US 9,811,391 B1
Load balancing and conflict processing in workflow with task dependencies
Ryan Barrett, San Francisco, CA (US); Taylor Sittler, San Francisco, CA (US); Krishna Pant, San Jose, CA (US); and Zhenghua Li, San Jose, CA (US)
Assigned to COLOR GENOMICS, INC., Burlingame, CA (US)
Filed by Ryan Barrett, San Francisco, CA (US); Taylor Sittler, San Francisco, CA (US); Krishna Pant, San Jose, CA (US); and Zhenghua Li, San Jose, CA (US)
Filed on Mar. 3, 2017, as Appl. No. 15/449,579.
Claims priority of provisional application 62/303,529, filed on Mar. 4, 2016.
Int. Cl. G06F 19/24 (2011.01); G06F 19/22 (2011.01); G06F 19/18 (2011.01); G06F 9/52 (2006.01); G06F 9/48 (2006.01)

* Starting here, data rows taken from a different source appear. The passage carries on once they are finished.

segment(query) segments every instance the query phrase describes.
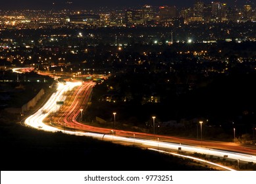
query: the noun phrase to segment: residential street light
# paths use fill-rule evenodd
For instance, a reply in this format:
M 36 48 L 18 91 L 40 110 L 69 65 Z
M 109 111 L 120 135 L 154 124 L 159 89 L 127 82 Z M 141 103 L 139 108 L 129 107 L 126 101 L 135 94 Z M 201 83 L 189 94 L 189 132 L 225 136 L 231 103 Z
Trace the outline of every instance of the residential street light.
M 201 125 L 201 146 L 202 146 L 202 140 L 203 140 L 202 124 L 203 124 L 203 122 L 200 121 L 199 124 Z
M 81 120 L 82 120 L 83 119 L 83 109 L 81 108 L 80 111 L 81 111 Z
M 236 128 L 234 128 L 234 143 L 236 143 Z
M 155 134 L 155 116 L 152 116 L 153 118 L 153 132 Z
M 114 114 L 114 128 L 115 129 L 116 128 L 116 112 L 113 112 L 113 114 Z

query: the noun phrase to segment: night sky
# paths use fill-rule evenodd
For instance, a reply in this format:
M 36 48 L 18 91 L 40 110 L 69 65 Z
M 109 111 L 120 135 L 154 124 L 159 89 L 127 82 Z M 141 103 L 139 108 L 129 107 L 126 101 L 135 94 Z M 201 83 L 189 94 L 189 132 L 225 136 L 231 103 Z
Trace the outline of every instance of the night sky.
M 211 0 L 202 0 L 205 3 L 210 3 Z M 134 7 L 144 5 L 153 6 L 175 5 L 177 7 L 190 7 L 193 6 L 194 0 L 1 0 L 0 10 L 13 9 L 87 9 L 99 7 Z M 66 3 L 67 1 L 72 3 Z M 228 6 L 232 7 L 232 0 L 218 0 L 227 3 Z M 238 3 L 243 3 L 245 0 L 237 0 Z M 53 4 L 54 3 L 54 4 Z

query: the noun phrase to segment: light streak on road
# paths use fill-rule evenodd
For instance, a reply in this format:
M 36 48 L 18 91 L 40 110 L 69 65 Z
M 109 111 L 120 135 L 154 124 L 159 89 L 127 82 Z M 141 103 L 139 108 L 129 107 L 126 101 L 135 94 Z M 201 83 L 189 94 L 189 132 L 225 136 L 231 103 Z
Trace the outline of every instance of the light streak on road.
M 13 72 L 18 74 L 30 72 L 34 70 L 35 68 L 13 68 Z
M 212 162 L 207 161 L 205 160 L 203 160 L 203 159 L 193 157 L 193 156 L 191 156 L 182 155 L 180 154 L 170 152 L 166 152 L 166 151 L 164 151 L 164 150 L 158 150 L 158 149 L 149 149 L 149 150 L 155 150 L 155 151 L 157 151 L 157 152 L 163 152 L 163 153 L 170 154 L 172 154 L 172 155 L 180 156 L 180 157 L 187 158 L 192 159 L 192 160 L 197 160 L 197 161 L 199 161 L 199 162 L 204 162 L 205 164 L 209 164 L 211 165 L 215 166 L 217 166 L 217 167 L 225 169 L 225 170 L 228 170 L 228 171 L 236 171 L 235 170 L 233 170 L 233 169 L 230 168 L 228 167 L 226 167 L 226 166 L 220 165 L 220 164 L 216 164 L 216 163 L 214 163 L 214 162 Z
M 57 91 L 53 93 L 47 102 L 39 108 L 35 114 L 26 119 L 26 125 L 37 129 L 42 129 L 49 131 L 57 131 L 59 129 L 57 127 L 46 125 L 43 120 L 51 112 L 59 110 L 60 106 L 57 104 L 57 101 L 64 101 L 65 97 L 63 94 L 68 90 L 72 90 L 76 86 L 81 85 L 81 82 L 66 82 L 66 84 L 59 83 Z
M 59 131 L 63 131 L 65 133 L 74 134 L 73 131 L 69 129 L 59 128 L 58 127 L 53 127 L 51 126 L 47 125 L 43 122 L 43 120 L 48 116 L 50 113 L 57 111 L 60 106 L 57 104 L 57 101 L 61 101 L 65 100 L 64 93 L 69 91 L 73 90 L 75 87 L 79 86 L 80 88 L 77 88 L 76 95 L 73 95 L 73 101 L 72 105 L 70 105 L 68 109 L 66 110 L 66 112 L 68 114 L 64 114 L 62 121 L 59 123 L 59 126 L 66 123 L 69 127 L 71 127 L 74 125 L 78 125 L 79 122 L 77 122 L 74 117 L 79 116 L 80 110 L 81 108 L 80 104 L 77 103 L 75 103 L 77 101 L 81 101 L 78 98 L 79 94 L 82 94 L 84 97 L 86 97 L 86 99 L 83 99 L 82 103 L 85 103 L 89 98 L 89 89 L 91 88 L 91 86 L 93 85 L 93 83 L 88 83 L 86 85 L 83 85 L 81 86 L 82 83 L 71 83 L 66 82 L 65 84 L 60 84 L 57 88 L 57 91 L 54 93 L 51 97 L 49 98 L 48 101 L 35 114 L 29 116 L 26 120 L 25 124 L 31 127 L 41 129 L 48 131 L 56 132 Z M 83 88 L 85 88 L 83 89 Z M 86 92 L 85 92 L 86 91 Z M 81 95 L 80 94 L 80 95 Z M 107 133 L 92 133 L 92 132 L 82 132 L 81 129 L 78 129 L 76 135 L 81 136 L 88 136 L 92 137 L 96 139 L 100 139 L 104 141 L 112 141 L 116 143 L 129 143 L 129 144 L 136 144 L 136 145 L 147 147 L 147 148 L 158 148 L 159 150 L 176 150 L 177 151 L 180 149 L 182 151 L 188 152 L 197 152 L 201 154 L 205 154 L 206 155 L 213 155 L 218 157 L 228 157 L 230 159 L 234 159 L 236 160 L 241 160 L 248 162 L 254 162 L 256 163 L 256 156 L 250 154 L 242 154 L 235 152 L 230 152 L 226 150 L 221 150 L 213 149 L 207 149 L 203 147 L 192 147 L 186 145 L 181 145 L 178 143 L 173 143 L 169 142 L 165 142 L 163 141 L 159 141 L 158 139 L 156 140 L 150 140 L 148 139 L 149 137 L 145 137 L 145 138 L 135 138 L 135 137 L 128 137 L 127 136 L 120 136 L 114 135 L 113 132 L 109 131 L 109 129 L 104 128 L 98 128 L 88 126 L 80 124 L 81 126 L 82 130 L 90 131 L 91 129 L 97 129 L 98 131 L 101 131 L 101 132 L 107 132 Z M 90 129 L 91 128 L 91 129 Z M 75 129 L 74 129 L 75 130 Z M 117 131 L 117 130 L 116 130 Z M 123 133 L 121 131 L 119 131 L 118 133 Z M 136 133 L 138 134 L 138 133 Z M 132 134 L 133 135 L 133 134 Z M 151 139 L 156 139 L 157 137 L 151 137 Z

CPC G06F 9/52 (2013.01) [G06F 9/4881 (2013.01); G06F 19/18 (2013.01); G06F 19/22 (2013.01); G06F 19/24 (2013.01)] 20 Claims
OG exemplary drawing
 
1. A computer-implemented method comprising:
receiving a plurality of reads, each read of the plurality of reads being associated with a client;
performing, for each read of the plurality of reads, an alignment process using the read and a reference data set to generate an alignment result, the alignment result identifying one or more portions of the reference data set to which the read is to be aligned, the reference data set including, at each position of a plurality of positions, a reference-data identifier corresponding to the position;
identifying a first pre-identified portion of the reference data set, the first pre-identified portion being related to a second pre-identified portion of the reference data set, and each of the first pre-identified portion and the second pre-identified portion corresponding to a subset of the plurality of positions;
for each position of one or more positions of the first pre-identified portion:
identifying a subset of the plurality of reads, each read in the subset having an identifier aligned to the position;
for each of one or more identifiers:
determining a quantity of the subset of reads that include the identifier at a read position aligned to the position;
determining that a downstream-processing criterion is satisfied based on the quantity;
in response to determining that the downstream-processing criterion is satisfied:
determining that the identifier matches a reference-data identifier in the reference data set at the position; and
in response to determining that the identifier does not match a reference-data identifier at the reference data set at the position:
defining a sparse indicator that represents a difference between the identifier and the reference-data identifier; and
assigning the sparse indicator to a bucket representative of a state-transition likelihood attributable to the sparse indicator;
determining that a data verification condition is satisfied based on the bucket assignments; and
in response to determining that the data verification condition is satisfied, transmitting a communication to a data generation system that identifies the client.